Statistics like this, combined with changes that will result as the 2010 health law is implemented, have led some emergency room doctors to focus on medical liability reform as a means to reduce the nation’s health care costs by discouraging the practice of defensive medicine.
It’s expected to be a hot topic this week during the American College of Emergency Physicians annual meeting.
Dr. Michael Gerardi, an ACEP board member, said he and his colleagues want comprehensive medical liability reform that includes indemnification based on recognized guidelines, caps on non-economic damages and medical courts where providers would be judged by medical peers.
“In America, we sue far too often for bad outcomes and not deviations from standard of care,” Gerardi said. “The overall anxiety of patients and the unacceptance that bad outcomes happen are driving costs.”
As safety-net providers, emergency rooms have become increasingly overcrowded.
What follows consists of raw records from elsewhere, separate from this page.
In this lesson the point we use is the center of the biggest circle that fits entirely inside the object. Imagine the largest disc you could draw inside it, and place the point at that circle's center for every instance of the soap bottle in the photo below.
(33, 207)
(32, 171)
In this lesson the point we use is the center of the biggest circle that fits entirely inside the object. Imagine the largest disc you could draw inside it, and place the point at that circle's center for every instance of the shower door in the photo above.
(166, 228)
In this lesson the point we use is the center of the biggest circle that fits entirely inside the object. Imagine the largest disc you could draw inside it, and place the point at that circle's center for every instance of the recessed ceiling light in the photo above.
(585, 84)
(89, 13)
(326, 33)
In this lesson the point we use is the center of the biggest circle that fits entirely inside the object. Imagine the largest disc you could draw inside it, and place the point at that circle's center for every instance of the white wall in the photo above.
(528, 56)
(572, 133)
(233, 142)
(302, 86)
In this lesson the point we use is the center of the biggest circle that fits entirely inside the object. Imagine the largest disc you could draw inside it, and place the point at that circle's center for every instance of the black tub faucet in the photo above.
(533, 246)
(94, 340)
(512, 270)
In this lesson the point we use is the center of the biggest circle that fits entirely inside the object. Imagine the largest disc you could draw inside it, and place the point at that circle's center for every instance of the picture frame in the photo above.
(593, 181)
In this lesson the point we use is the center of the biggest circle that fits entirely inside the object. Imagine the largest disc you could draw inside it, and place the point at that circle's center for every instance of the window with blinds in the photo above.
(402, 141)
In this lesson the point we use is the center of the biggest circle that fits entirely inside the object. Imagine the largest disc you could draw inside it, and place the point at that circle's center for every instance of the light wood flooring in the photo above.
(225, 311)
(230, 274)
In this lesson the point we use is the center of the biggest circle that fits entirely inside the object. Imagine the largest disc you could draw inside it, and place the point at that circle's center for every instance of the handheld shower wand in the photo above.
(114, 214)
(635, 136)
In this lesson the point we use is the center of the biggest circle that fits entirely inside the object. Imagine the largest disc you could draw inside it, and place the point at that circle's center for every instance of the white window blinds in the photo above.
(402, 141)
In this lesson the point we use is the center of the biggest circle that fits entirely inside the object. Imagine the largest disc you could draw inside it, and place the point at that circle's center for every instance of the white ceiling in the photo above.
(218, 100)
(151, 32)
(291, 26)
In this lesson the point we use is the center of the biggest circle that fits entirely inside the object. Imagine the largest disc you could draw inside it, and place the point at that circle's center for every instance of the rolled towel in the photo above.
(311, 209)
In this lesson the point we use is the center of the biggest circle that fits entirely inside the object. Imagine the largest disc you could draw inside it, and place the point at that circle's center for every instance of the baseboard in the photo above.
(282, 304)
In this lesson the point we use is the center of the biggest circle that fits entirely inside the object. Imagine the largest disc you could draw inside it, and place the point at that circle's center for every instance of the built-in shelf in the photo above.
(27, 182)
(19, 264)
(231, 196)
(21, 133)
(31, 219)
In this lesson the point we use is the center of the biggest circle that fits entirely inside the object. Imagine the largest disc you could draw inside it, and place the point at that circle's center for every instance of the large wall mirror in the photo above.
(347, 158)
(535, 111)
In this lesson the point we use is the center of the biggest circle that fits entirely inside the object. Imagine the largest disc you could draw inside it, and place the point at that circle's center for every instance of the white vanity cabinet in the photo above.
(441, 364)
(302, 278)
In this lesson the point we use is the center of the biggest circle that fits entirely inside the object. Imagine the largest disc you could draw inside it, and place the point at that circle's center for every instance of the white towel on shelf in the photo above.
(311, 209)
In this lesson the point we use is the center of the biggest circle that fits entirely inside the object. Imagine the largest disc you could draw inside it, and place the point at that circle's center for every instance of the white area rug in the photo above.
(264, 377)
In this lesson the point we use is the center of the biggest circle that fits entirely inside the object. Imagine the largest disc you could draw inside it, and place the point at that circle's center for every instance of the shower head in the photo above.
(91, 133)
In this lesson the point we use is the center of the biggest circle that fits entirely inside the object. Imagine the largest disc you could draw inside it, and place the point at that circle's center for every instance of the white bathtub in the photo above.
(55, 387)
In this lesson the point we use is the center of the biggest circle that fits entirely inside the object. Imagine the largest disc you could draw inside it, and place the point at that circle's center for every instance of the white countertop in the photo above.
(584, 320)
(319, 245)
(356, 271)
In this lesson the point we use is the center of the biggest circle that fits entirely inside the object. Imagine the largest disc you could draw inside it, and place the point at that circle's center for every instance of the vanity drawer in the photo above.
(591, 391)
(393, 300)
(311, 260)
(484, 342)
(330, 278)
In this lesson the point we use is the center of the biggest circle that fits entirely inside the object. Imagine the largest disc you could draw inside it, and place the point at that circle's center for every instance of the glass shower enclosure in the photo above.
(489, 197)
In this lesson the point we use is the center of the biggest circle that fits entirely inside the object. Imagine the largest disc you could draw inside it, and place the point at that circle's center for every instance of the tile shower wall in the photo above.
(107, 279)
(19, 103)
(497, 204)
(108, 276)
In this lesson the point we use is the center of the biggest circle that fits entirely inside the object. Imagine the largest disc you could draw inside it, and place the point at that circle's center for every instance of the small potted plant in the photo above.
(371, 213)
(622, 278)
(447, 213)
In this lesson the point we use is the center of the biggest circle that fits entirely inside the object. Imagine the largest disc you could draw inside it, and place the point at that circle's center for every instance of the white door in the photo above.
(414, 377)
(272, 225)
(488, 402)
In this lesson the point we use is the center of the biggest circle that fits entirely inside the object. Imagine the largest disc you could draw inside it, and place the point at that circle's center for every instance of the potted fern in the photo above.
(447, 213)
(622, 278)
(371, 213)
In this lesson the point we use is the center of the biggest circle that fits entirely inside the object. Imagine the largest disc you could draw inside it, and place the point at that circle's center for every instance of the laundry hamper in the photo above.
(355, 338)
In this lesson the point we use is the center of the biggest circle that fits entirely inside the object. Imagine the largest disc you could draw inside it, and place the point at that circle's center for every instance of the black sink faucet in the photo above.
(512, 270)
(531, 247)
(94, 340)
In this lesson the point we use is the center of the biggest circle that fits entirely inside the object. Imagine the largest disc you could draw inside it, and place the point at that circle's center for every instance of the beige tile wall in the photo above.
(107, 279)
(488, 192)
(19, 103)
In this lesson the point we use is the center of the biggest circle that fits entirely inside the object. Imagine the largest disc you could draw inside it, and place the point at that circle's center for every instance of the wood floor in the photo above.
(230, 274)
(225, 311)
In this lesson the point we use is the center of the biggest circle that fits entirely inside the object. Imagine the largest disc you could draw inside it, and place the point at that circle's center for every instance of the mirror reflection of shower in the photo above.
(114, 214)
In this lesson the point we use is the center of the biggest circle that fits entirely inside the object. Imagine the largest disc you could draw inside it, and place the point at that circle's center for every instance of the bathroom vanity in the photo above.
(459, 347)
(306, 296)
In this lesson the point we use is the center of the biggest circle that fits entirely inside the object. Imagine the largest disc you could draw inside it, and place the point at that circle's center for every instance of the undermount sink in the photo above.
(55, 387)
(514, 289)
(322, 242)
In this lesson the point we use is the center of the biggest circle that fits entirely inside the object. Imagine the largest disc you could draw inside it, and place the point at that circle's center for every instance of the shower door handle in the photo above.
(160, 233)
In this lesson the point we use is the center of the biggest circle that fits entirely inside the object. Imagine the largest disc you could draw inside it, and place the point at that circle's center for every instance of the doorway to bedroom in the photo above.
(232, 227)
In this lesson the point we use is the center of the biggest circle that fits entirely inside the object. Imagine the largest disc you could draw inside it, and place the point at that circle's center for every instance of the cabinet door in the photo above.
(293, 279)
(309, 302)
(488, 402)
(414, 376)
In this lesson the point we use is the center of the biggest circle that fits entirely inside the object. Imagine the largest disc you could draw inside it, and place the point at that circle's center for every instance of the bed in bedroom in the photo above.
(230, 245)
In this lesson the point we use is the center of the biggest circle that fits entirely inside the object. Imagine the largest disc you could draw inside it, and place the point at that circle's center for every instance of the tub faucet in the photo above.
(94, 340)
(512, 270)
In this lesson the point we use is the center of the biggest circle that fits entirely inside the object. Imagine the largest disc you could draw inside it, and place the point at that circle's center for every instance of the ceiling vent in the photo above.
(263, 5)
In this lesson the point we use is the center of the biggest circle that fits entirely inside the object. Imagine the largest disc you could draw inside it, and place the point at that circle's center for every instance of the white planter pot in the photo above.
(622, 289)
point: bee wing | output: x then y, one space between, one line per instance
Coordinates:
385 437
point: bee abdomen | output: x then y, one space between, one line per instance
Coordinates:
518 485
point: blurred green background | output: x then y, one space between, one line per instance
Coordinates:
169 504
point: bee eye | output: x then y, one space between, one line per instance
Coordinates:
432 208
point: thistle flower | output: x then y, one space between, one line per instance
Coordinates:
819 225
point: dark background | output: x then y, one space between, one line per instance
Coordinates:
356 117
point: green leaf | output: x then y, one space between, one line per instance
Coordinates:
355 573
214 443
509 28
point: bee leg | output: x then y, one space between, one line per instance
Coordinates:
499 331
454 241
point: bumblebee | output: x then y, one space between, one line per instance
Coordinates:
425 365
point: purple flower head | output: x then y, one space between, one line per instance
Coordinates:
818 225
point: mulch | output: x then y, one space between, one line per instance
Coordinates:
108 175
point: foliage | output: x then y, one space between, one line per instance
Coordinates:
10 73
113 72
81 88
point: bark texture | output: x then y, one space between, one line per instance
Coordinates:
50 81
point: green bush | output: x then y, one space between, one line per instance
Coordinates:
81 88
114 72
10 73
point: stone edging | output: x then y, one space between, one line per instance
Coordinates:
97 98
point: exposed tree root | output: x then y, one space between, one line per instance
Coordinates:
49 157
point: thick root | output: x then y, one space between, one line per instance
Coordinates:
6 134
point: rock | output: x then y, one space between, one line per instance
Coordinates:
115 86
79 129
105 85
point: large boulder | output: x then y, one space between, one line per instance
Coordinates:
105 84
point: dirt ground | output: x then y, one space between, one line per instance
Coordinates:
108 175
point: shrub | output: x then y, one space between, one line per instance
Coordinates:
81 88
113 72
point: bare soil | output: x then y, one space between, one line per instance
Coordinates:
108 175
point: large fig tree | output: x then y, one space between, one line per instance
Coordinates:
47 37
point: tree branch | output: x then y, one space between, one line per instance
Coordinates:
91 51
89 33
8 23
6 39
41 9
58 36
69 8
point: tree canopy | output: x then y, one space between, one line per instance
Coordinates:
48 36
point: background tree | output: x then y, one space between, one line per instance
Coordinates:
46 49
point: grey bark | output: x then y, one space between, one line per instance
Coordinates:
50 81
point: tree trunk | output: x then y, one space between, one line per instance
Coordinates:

One factor contributing factor is the 1986 passage of the Emergency Medical Treatment and Labor Act, which requires hospitals to provide people with emergency services regardless of their ability to pay.
Now, some emergency physicians fear that EDs will be placed in an even more difficult position by a provision in the Affordable Care Act that will financially penalize hospitals that don’t meet targets for reducing their readmittance rates by better coordinating care. “It’s going to have a chilling effect. We’re going to have pressures from hospitals to not admit [these patients] because they’re not going to get paid for it, and we’re going to have incredible pressures from family and the specter of lawsuits, if for heaven forbid, we make a mistake,” Gerardi said.
Meanwhile, two studies released Tuesday in the Annals of Emergency Medicine explore the association between medical liability concerns and hospital admissions from the ED. In one study of patients admitted to the hospital for potential acute coronary syndrome, emergency physicians reported choosing admission that they would not choose themselves for 27 percent of patients. In another study, authors surmise that increasing concerns about medical malpractice litigation likely caused the number of congestive heart failure patients discharged from the ED to drop by 63 percent between 2006 and 2010.